Artık çağdışı bir savaş unsuru olarak tarihin tozlu sayfalarına gömülmüş olsa da, FIL’in kendi dönemindeki savaş kazandıran özelliklerinin, bugün adına BIM (Bina Bilgi Modellemesi) denen bir olguyla mukayese edilebileceğini düşünüyorum.

Evet, bu kez Antik Çağın Doğu Medeniyetlerinden değil, Bilgi Çağının Batı Medeniyetlerinden kopup gelen ve aniden karşımıza “FIL” gibi çıkan, hepimizi korkutan, sektörü ezip geçeceği aşikar, yepyeni bir teknolojik gelişmeyle, modern çağın diğer endüstrileri karşısında bir tür yaşam savaşı veren inşaat sektörünün bu savaşı kazanmak için bel bağladığı, çok önem verdiği bir güç ile karşı karşıyayız.

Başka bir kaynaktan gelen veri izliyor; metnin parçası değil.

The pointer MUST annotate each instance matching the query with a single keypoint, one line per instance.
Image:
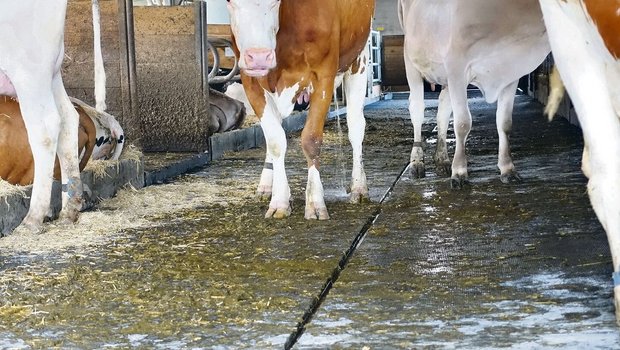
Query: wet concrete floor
(521, 266)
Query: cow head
(254, 24)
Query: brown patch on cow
(606, 16)
(16, 161)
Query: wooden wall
(154, 64)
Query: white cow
(31, 54)
(585, 39)
(487, 43)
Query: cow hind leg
(416, 113)
(355, 90)
(42, 122)
(68, 153)
(462, 127)
(442, 162)
(505, 106)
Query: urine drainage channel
(342, 264)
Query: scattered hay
(130, 209)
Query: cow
(31, 55)
(487, 43)
(586, 48)
(16, 161)
(286, 47)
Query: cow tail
(100, 79)
(556, 93)
(401, 14)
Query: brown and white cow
(487, 43)
(585, 40)
(286, 47)
(16, 161)
(31, 54)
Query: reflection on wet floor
(522, 266)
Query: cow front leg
(505, 105)
(462, 127)
(442, 161)
(42, 122)
(416, 113)
(68, 154)
(311, 141)
(279, 205)
(265, 185)
(355, 91)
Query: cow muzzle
(258, 62)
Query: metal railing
(215, 76)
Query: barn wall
(386, 17)
(172, 108)
(540, 90)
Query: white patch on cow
(31, 54)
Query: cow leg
(503, 118)
(275, 137)
(442, 162)
(462, 126)
(355, 90)
(593, 89)
(311, 141)
(266, 178)
(416, 113)
(68, 153)
(42, 122)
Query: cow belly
(498, 68)
(6, 87)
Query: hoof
(512, 176)
(278, 213)
(457, 183)
(313, 213)
(359, 197)
(29, 227)
(263, 195)
(417, 170)
(443, 169)
(69, 216)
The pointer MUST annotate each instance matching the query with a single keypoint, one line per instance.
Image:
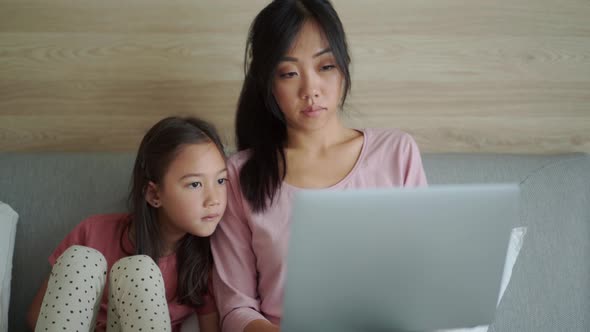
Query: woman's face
(308, 83)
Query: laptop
(419, 259)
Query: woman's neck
(318, 141)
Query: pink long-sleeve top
(250, 249)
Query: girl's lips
(210, 217)
(312, 110)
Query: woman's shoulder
(377, 138)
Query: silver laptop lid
(397, 259)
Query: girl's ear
(152, 195)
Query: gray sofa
(550, 285)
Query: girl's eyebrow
(201, 174)
(292, 59)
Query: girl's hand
(209, 322)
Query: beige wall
(485, 76)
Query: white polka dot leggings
(137, 299)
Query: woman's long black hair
(260, 124)
(157, 150)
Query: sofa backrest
(550, 286)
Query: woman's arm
(235, 281)
(35, 307)
(209, 322)
(261, 326)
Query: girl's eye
(328, 67)
(288, 75)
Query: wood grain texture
(460, 76)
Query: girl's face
(308, 84)
(193, 193)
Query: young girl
(177, 197)
(290, 136)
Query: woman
(289, 137)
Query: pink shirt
(250, 248)
(103, 233)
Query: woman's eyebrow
(293, 59)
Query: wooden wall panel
(462, 76)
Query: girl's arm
(209, 322)
(35, 307)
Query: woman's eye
(288, 75)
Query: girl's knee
(82, 260)
(134, 265)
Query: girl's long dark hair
(260, 124)
(157, 150)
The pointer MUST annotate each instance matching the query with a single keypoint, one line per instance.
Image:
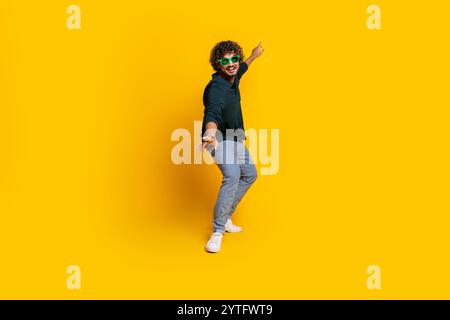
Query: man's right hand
(209, 140)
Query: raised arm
(256, 52)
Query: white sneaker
(230, 227)
(215, 242)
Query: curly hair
(221, 49)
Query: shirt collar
(216, 76)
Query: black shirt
(222, 101)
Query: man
(223, 134)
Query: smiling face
(231, 68)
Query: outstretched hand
(258, 50)
(207, 140)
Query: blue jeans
(238, 174)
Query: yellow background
(86, 176)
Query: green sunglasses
(225, 61)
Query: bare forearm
(256, 52)
(249, 60)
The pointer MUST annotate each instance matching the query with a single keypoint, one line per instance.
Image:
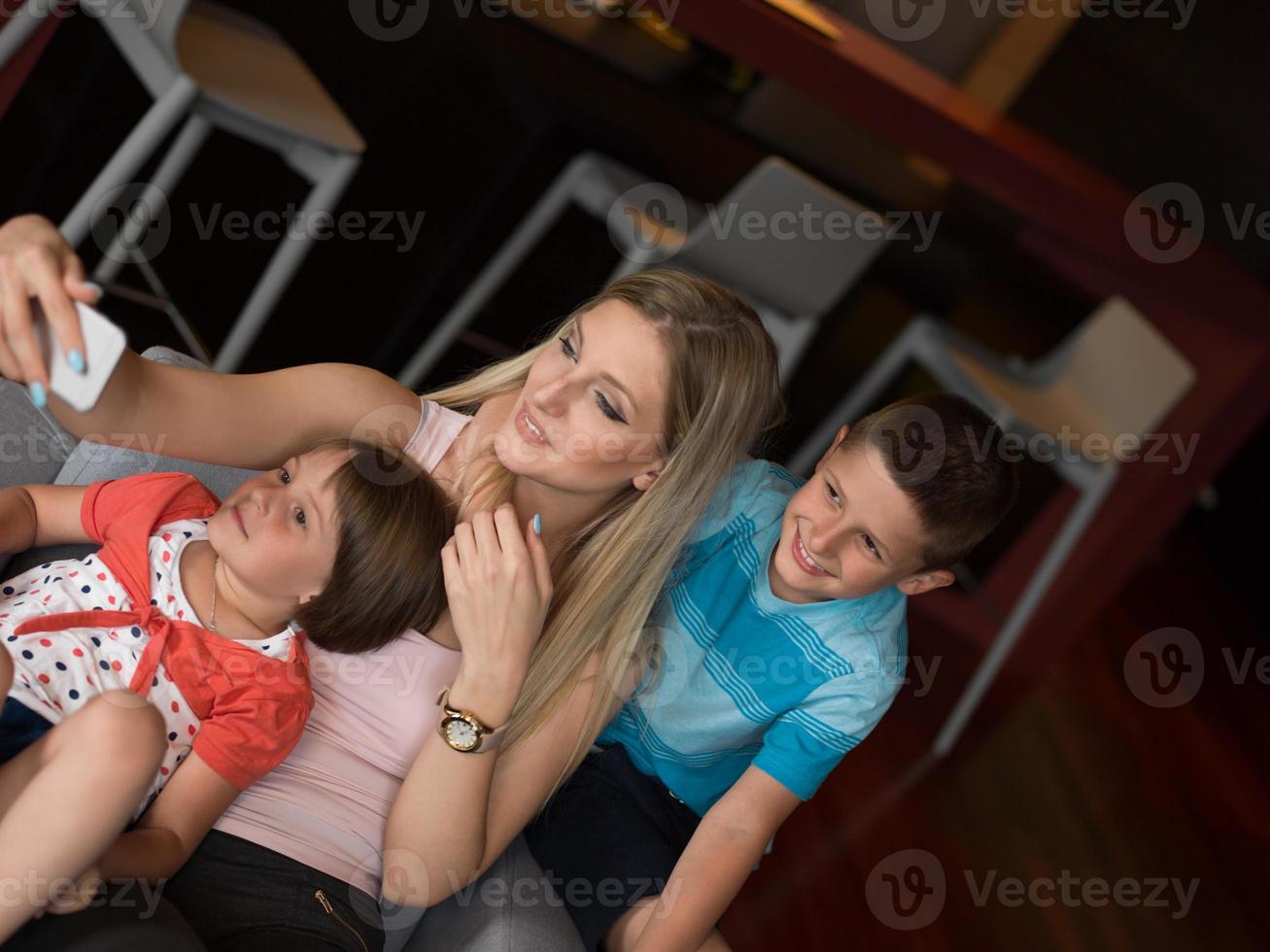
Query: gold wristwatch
(463, 731)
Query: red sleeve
(116, 508)
(120, 514)
(252, 730)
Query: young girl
(201, 609)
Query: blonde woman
(579, 471)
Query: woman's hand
(78, 898)
(498, 580)
(36, 261)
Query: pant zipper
(330, 910)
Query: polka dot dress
(57, 673)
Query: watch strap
(488, 737)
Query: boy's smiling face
(850, 532)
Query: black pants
(234, 897)
(607, 839)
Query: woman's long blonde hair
(723, 393)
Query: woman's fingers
(450, 563)
(509, 533)
(58, 309)
(20, 336)
(465, 545)
(541, 562)
(487, 538)
(36, 261)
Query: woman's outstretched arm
(245, 421)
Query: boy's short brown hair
(393, 522)
(944, 452)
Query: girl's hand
(74, 901)
(36, 261)
(498, 580)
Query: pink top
(326, 805)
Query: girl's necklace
(215, 565)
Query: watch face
(460, 733)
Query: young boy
(781, 645)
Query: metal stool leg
(1029, 599)
(577, 179)
(906, 347)
(129, 156)
(183, 150)
(284, 264)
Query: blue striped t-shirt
(745, 678)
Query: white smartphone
(103, 347)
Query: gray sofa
(509, 909)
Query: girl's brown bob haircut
(393, 522)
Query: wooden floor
(1079, 777)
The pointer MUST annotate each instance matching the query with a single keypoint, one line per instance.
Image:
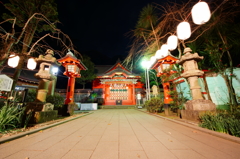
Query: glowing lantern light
(31, 65)
(172, 42)
(158, 54)
(164, 49)
(201, 13)
(152, 60)
(13, 61)
(183, 30)
(55, 70)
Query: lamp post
(164, 62)
(146, 65)
(73, 66)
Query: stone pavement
(120, 134)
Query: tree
(88, 75)
(219, 44)
(31, 16)
(22, 10)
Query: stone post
(191, 72)
(43, 111)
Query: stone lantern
(191, 73)
(160, 66)
(73, 66)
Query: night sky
(101, 29)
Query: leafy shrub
(56, 99)
(153, 105)
(221, 122)
(31, 95)
(10, 117)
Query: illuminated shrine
(118, 86)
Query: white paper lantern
(158, 54)
(183, 30)
(31, 65)
(164, 49)
(13, 61)
(172, 42)
(201, 13)
(144, 64)
(55, 70)
(148, 64)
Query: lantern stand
(73, 66)
(197, 105)
(43, 111)
(161, 65)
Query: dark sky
(99, 28)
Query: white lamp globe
(158, 54)
(31, 65)
(148, 64)
(144, 64)
(55, 70)
(201, 13)
(183, 30)
(13, 61)
(164, 49)
(172, 42)
(152, 60)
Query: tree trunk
(206, 88)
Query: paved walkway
(120, 134)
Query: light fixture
(183, 30)
(152, 61)
(164, 49)
(158, 54)
(31, 64)
(172, 42)
(201, 13)
(55, 70)
(13, 60)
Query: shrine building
(117, 85)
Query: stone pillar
(167, 98)
(191, 72)
(70, 90)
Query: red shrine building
(117, 85)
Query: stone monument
(43, 111)
(191, 72)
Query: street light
(13, 61)
(145, 65)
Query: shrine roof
(108, 71)
(26, 75)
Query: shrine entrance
(118, 86)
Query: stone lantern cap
(48, 58)
(188, 55)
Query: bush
(154, 105)
(31, 95)
(10, 117)
(221, 122)
(56, 99)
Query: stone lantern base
(196, 107)
(41, 112)
(68, 109)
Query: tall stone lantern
(45, 74)
(43, 111)
(160, 66)
(191, 73)
(73, 66)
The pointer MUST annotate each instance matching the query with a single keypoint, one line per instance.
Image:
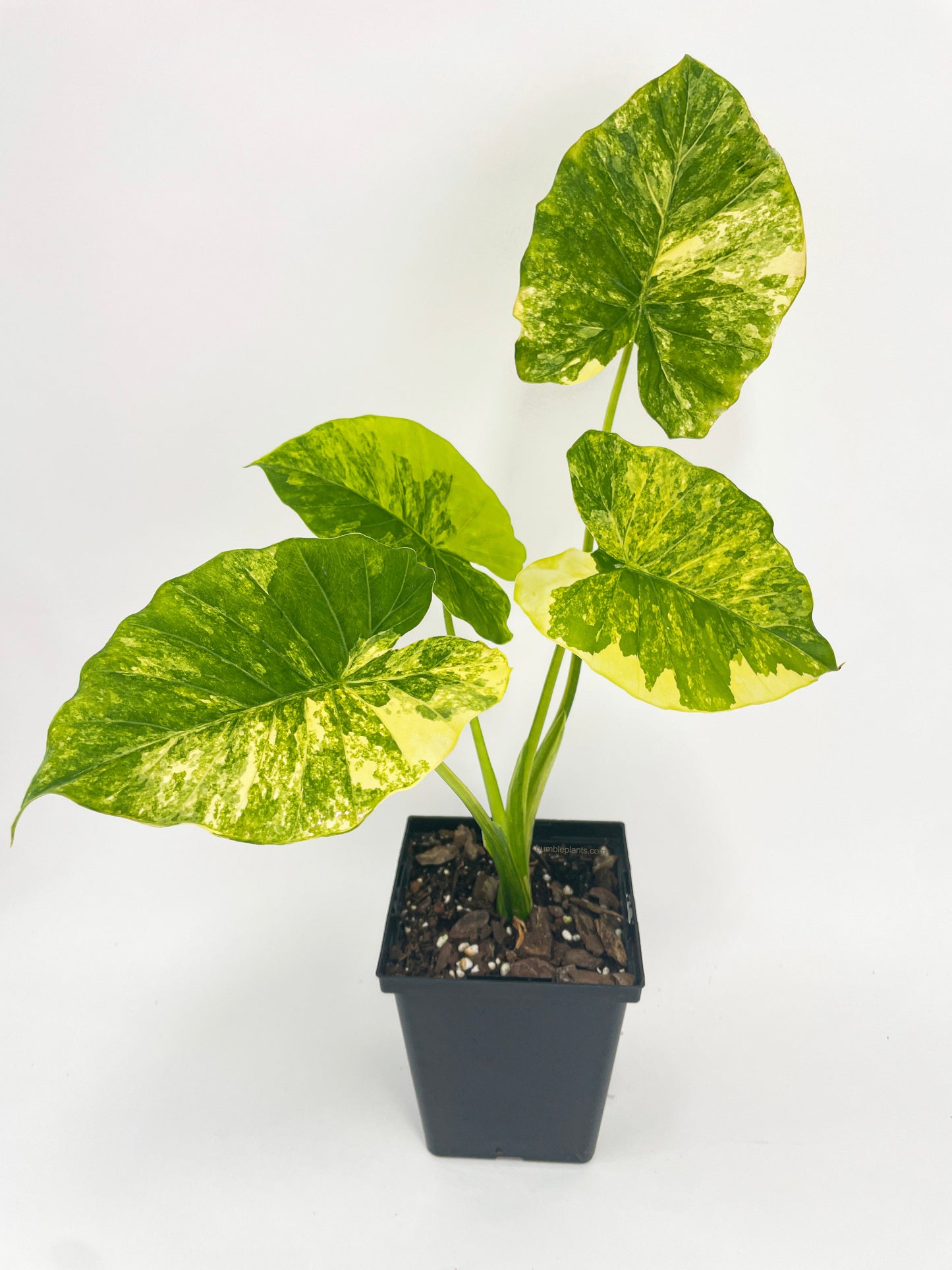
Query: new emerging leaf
(673, 224)
(690, 601)
(262, 697)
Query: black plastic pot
(513, 1068)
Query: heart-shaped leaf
(673, 224)
(690, 602)
(260, 696)
(400, 483)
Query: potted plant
(266, 695)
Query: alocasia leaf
(673, 224)
(403, 484)
(260, 695)
(690, 601)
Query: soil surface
(450, 927)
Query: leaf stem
(515, 890)
(571, 681)
(545, 701)
(489, 776)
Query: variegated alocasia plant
(264, 696)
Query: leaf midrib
(212, 723)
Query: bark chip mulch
(450, 927)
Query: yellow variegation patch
(675, 225)
(260, 695)
(690, 604)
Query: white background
(226, 223)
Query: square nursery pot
(513, 1067)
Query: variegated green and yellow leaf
(260, 695)
(690, 601)
(673, 224)
(403, 484)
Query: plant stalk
(489, 776)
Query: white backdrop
(226, 223)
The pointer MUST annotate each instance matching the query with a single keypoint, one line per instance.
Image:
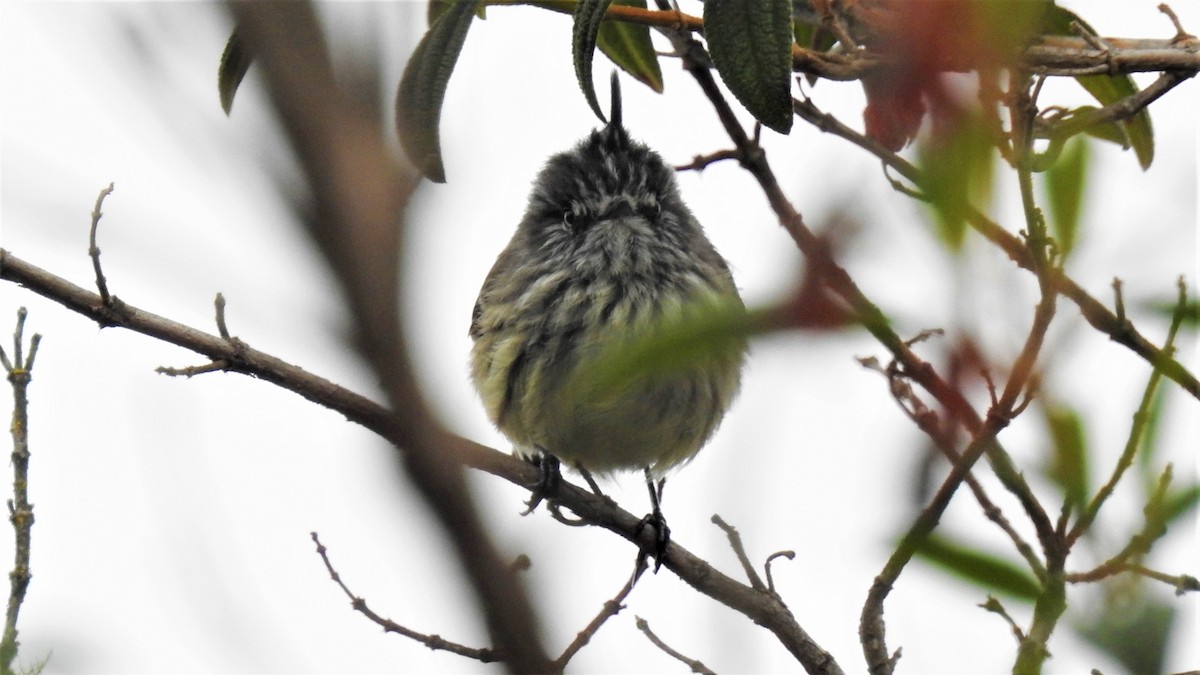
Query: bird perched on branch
(609, 333)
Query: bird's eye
(649, 211)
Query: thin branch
(1051, 54)
(1180, 34)
(94, 250)
(696, 665)
(1140, 419)
(1153, 527)
(435, 643)
(359, 193)
(21, 512)
(219, 305)
(610, 609)
(766, 566)
(603, 512)
(1117, 111)
(741, 553)
(1181, 583)
(700, 162)
(995, 607)
(1093, 311)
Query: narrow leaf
(1065, 181)
(588, 18)
(629, 46)
(1181, 502)
(981, 568)
(438, 6)
(424, 85)
(750, 42)
(1138, 130)
(1068, 463)
(958, 165)
(234, 63)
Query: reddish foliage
(923, 40)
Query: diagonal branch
(598, 511)
(1117, 328)
(359, 192)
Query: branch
(389, 626)
(21, 512)
(1050, 55)
(359, 192)
(598, 511)
(696, 665)
(1116, 327)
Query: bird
(609, 261)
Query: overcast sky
(173, 515)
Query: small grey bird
(607, 257)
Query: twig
(696, 665)
(598, 511)
(1180, 34)
(1139, 544)
(219, 305)
(435, 643)
(1095, 312)
(610, 609)
(94, 250)
(771, 579)
(1181, 583)
(700, 162)
(1140, 418)
(215, 365)
(741, 553)
(359, 192)
(21, 512)
(994, 607)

Geçtiğimiz günlerde “III. İnşaat ve Mimarlıkta İleri Teknolojiler Semineri”nde yaptığım bir konuşmada “BIM” denen olguya sektörümüzdeki yaklaşımı, yukarıdaki “FIL” karikatürü ile anlatmaya ve “BIM”in de, ayni “FIL” gibi genelde herkesin bir ucundan tutup anlamaya çalıştığı devasa bir yaratık olduğunu ifade etmeye çalıştım. Sektörün hızla gündemine giren bu “FIL”i gören paydaşların, salt kendi bakış açıları ve anlayışları ile yaptıkları “BIM” tanımlarına atıfta bulunmaktı amacım. Ve, Mimarlar tarafından salt 3 boyutlu tasarım ve görselleştirme aracı, Yatırımcılar tarafından algılama ve pazarlama aracı, İnşaatçılar tarafından planlama ve kontrol aracı, Mülk Sahipleri tarafından işletme ve bakım aracı..vb. gibi farklı amaç ve özellikleriyle ele alınan BIM’in çok daha derin, bütünsel yapısına dikkat çekmekti. Daha çok da, bazı İşverenlerin bir tasarım ya da inşaat sözleşmesinde, moda olan deyimle sadece “Projede BIM kullanılacaktır” ya da “Proje BIM’e uygun olacaktır” ifadeleriyle ne elde etmek ya da hangi sonuca ulaşmak istediklerinin bilincinde olmadıklarını eleştirmekti amacım.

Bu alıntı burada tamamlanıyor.